An essential aspect of avoiding this is managing how workflows interact with our infrastructure to prevent any single workflow from causing instability for the whole cluster. To this end, we are excited to introduce Workflow ID-based rate limits — a new feature designed to protect our clusters from problematic workflows and ensure stability across the board.

# Why Workflow ID-based Rate Limits?

We already have rate limits for how many requests can be sent to a domain. However, since Cadence is sharded on the workflow ID, a user-provided input, an overused workflow with a particular id might overwhelm a shard by making too many requests. There are two main ways this happens:

  1. A user starts, or signals the same workflow ID too aggressively,
  2. A workflow starts too many activities over a short period of time (e.g. thousands of activities in seconds).

For example, the following workflow would cause issues for Cadence. It would create huge amounts of traffic to a single shard in a very small time frame:

func Workflow(ctx workflow.Context, input sampleInput) (string, error) {
	...
	for _, elem := range longList {
		err := workflow.ExecuteActivity(ctx, QuickActivity, elem).Get(ctx, nil)
	}
	...
}

This heavy load creates what we call hot shards. Hot shards degrade performance not just for the workflow causing the issue, but for all workflows that interact with the affected shard. This can grow to a point where the whole cluster becomes unstable.

Now, with Workflow ID-based rate limits, we limit the number of external calls and actions per second for each individual workflow, reducing the blast radius (impact on the cluster) of a badly behaved workflow to an absolute minimum where only the offending workflow is impacted.

# Why not Shard Rate Limits?

An obvious question is “why don’t we rate limit the requests to the shard?”. After all, the shard is what we want to protect. We have several reasons for choosing to rate limit the workflow ID instead of the shard:

  • Hashing The workflow ID to shard is random. This means that rate limiting a workflow is a good proxy for rate limiting a shard. The likelihood that many requests from different workflows hit the same shard is very low.
  • Communication It is easy to explain to a user that their domain is rate limited because they are sending too many requests to a specific workflow ID. Shards are an internal implementation detail that users should not have to worry about.
  • Noisy neighbors Shards are shared across the different domains in a Cadence cluster. If a user is sending too many requests to a shard, we would choose to rate limit requests to that shard. Since other users in other domains are also using the shard, they will also be rate limited. Rate limiting users of a healthy domain because of requests from a completely different domain goes against the isolation the domains are meant to ensure.

# How Does It Work?

Workflow ID-based rate limits are set for all workflow IDs in a domain. If the external limit for a domain is e.g. set to 100 it means that any single workflow ID in that domain can at most be signaled 100 times a second. The rate limits are implemented in two main areas:

  1. External Calls Cadence limits the number of requests per second for each workflow ID, which includes operations like starting, querying, or signaling a workflow. If this limit is exceeded, a ServiceBusyError with message “Too many requests for the workflow ID” is triggered, indicating that the rate limit for the workflow has been reached.
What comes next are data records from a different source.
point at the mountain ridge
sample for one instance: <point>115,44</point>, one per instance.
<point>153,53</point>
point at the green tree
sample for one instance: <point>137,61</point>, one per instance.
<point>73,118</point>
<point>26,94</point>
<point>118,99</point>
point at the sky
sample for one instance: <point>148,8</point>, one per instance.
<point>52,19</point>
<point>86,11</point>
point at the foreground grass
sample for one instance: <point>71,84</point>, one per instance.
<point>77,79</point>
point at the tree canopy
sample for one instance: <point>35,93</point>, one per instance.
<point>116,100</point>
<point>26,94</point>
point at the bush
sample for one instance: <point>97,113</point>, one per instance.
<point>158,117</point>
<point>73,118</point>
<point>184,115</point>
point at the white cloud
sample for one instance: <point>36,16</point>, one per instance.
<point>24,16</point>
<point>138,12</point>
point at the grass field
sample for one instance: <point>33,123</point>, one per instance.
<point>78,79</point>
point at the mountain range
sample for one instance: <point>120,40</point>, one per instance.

  2. Actions Within a Workflow This limit controls the number of tasks processed per second within a workflow, focusing on managing decision tasks and activity tasks. When these limits are reached, Cadence slows down task processing without requiring any intervention from the user, though they might notice an increase in task execution time, eventually causing timeouts.

# How do I Enable It?

The limits are controlled using six dynamic config properties, three for the internal limits, and a corresponding three for the external limits, all with a domain filter, so the limits can be controlled for each domain.

  • history.workflowIDCacheInternalEnabled
    history.workflowIDCacheExternalEnabled
    • Controls if the statistics needed to do the rate limiting should be collected. The feature keeps an in-memory record in the history service for each workflow ID.
  • history.workflowIDInternalRPS
    history.workflowIDExternalRPS
    • Sets the number of requests allowed per second per workflow in a particular domain.
  • history.workflowIDExternalRateLimitEnabled
    history.workflowIDInternalRateLimitEnabled
    • Set whether rate limiting should happen. Setting this to false allows us to see which domains would have been rate limited and adjust them before enforcing the limits.

An example configuration using the file based dynamic configuration could look like this:

history.workflowIDCacheExternalEnabled:
- value: true
  constraints: {}
history.workflowIDExternalRateLimitEnabled:
- value: false
  constraints:
    domainName: samples-domain
- value: true
  constraints: {}
history.workflowIDExternalRPS:
- value: 100
  constraints: {}

Here only the external rate limits are enabled. The internal rate limits have the same structure. We see that ‌the rate limiting is enabled for all domains, with a max RPS of 100. The domain samples-domain is however running in shadow mode, so its requests are not rate limited, but metrics and logs are still emitted.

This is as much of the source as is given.